There's nothing Jose Mourinho leaves to chance when it comes to dealing with sports media. The guy makes a calculator look improvisational. That's why this interview with Sky Sports only seems to feature Mourinho being sporting, polite and glib regarding Petr Cech's unfortunate leg injury in Chelsea's 1-2 first leg defeat at Inter in the Champions League. Give it a look:
(Editor's note: Enjoy Mourinho's black turtleneck, but don't let it overcome you. Yes, it's silly while being suave, but you'll miss his cunning genius if you get too wrapped up in it.)

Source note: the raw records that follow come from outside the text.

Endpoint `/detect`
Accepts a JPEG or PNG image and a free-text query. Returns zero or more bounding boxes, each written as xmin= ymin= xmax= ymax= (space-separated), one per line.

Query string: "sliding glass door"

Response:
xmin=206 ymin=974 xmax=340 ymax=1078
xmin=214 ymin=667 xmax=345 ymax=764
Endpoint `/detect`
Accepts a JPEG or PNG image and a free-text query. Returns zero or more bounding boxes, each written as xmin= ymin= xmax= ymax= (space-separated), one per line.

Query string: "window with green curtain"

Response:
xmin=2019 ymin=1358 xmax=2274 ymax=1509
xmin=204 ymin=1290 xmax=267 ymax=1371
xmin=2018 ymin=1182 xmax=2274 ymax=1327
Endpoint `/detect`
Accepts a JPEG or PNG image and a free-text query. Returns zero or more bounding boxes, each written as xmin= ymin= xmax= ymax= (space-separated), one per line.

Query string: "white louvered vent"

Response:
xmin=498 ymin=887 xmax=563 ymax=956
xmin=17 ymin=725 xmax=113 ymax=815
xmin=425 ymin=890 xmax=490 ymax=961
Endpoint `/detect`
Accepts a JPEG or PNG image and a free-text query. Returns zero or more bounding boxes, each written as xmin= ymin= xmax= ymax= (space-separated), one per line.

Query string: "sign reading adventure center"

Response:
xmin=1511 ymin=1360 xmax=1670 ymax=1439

See how he sneaks that "Doctor Needles" reference in there? You probably thought, "Something's not right about this Dr. Needles." Yes, Mourinho sounds so hopeful about Cech playing in the return leg. He comes across as such a sportsman. "Of course I think Cech could play. I don't listen to those reports that he's out for a month or more. Doctor Needles can probably get him healthy enough to play – and play well!" And he says it with a wry smile that tells you he knows something about what Chelsea can do for injured players. And why shouldn't he? He knows – and he knows you know he knows – Chelsea and all those guys in that locker room.
But Mourinho's charming little nod to his past there is so much more than that. Yeah, he knows Cech's gimpy calf muscle or whatever it is probably will keep the top-notch keeper out of the next match. But Mourinho also knows about Dr. Needles. Oh, Needles isn't his Christian name. No, it's just a moniker. Mourinho's allusion to "Dr. Needles" is in the sly "wink, wink, nudge, nudge" fashion of all the great subtext purveyors of the management tradition. Mourinho wants everyone to fully understand, you see, that Chelsea has this illegal doctor running around like a wild man, shooting up the injured and fatigued Chelsea players with all kinds of Russian god-knows-what. If Inter somehow survive the match at Stamford Bridge, he'll probably grant Sky another interview in which he casually jokes about a night out in Moscow with Dr. Needles before the Champions League final. Mourinho was there to see some old friends, and, well, Dr. Needles was working on a new treatment for John Terry's mild case of vertigo that was affecting the team captain's balance and ability to stay upright. It was a spirited night of conversation.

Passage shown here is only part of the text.